Every Day is Saturday

Finding Joy in the Here and Now

Being Productive

on July 23, 2013

Yesterday I had one of those great days where I felt like I got a lot done.  In the morning I worked on a new project for a few hours, then took a break at lunch.   While I was working I got an email from a returning client with a signed proposal, so that really brightened up the day.

I spent the afternoon doing preliminary work for this client, which consisted of some email communication.  While that was going on I started working on part 2 of a project I have for another client.

In and around all of that I followed up on some outstanding business to do with the wind-down of an unsuccessful business venture.  That was a drag, but it had to be done.

So yesterday I would characterize as a productive day, and those make me feel really good.  They justify my continued pursuit of self-employment.  I enjoy those days because there are all too many where I don’t feel “productive” at all.

Which got me thinking about productivity.  When I was working in corporate real estate, the holy grail for people in the workplace design field was the accurate measurement of the productivity of “knowledge workers” (as opposed to workers whose output is easily measured, like in a factory).  Everyone wanted to know if their wicked cool new workplace was actually improving people’s ability to get their work done, and there was a constant stream of angles people were taking to determine how productive people were in their new environments.  Some people claimed that they could measure productivity, but I never saw it.

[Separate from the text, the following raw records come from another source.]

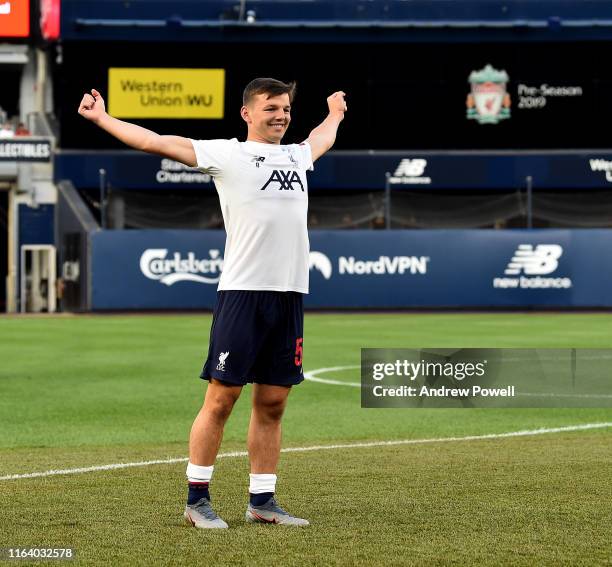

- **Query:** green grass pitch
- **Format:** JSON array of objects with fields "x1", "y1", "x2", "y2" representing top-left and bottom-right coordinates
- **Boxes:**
[{"x1": 1, "y1": 313, "x2": 611, "y2": 566}]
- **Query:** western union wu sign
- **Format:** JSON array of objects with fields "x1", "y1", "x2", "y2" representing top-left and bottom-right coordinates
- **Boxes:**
[{"x1": 108, "y1": 68, "x2": 225, "y2": 119}]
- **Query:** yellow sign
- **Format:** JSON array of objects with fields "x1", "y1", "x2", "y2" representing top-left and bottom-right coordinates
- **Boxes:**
[{"x1": 108, "y1": 68, "x2": 225, "y2": 119}]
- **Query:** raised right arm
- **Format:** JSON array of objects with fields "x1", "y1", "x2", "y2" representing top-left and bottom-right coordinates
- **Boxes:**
[{"x1": 77, "y1": 88, "x2": 197, "y2": 167}]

My own feelings about productivity are not clear-cut.  I generally feel productive only when I’m doing work for which I will get paid.  There are days I spend almost exclusively doing “house-work” – going to the grocery store, balancing the checkbook, doing laundry, running the dishwasher, etc., – that I feel I haven’t done anything.  Which, of course, is not true – but since in my mind I should be doing “work-work” instead (even if I don’t have any “work-work” to do), I’m not being productive.

I recognize that these attitudes are a holdover from the 9 – 5 days, where one is made to feel like every moment of the time for which one is getting paid must be filled with work.  There is a powerful collective guilty unconscious associated with anything that looks like goofing off when you work in an office.  People keep score.  You keep score.  It helps you justify your own lapses if you can say, “Well, yes, I took an hour and fifteen minutes for lunch today, but So-and-So spends all afternoon on Facebook!”.

I find that somewhere in my psyche, this sort of score-keeping is still going on, only I do it to myself now.  One part of my self is keeping track of what I get up to during the day and meting out either approval or guilt, depending on the perceived productivity of my actions.  As time has gone on it’s gotten better, but I still – even now, three years on – I STILL find myself saying things like “It’s OK to go to a matinee movie on Tuesday – I’ll work late tonight”.

I have yet to master the art of joyously blending all of the things I do in my days into a beautiful whole, free from judgement and guilt.  I can see in my mind’s eye what that kind of life that could be, but I haven’t figured out how to release my fear about not being “productive”.  I can’t seem to allow myself to just take it as it comes.  But I’m working on it.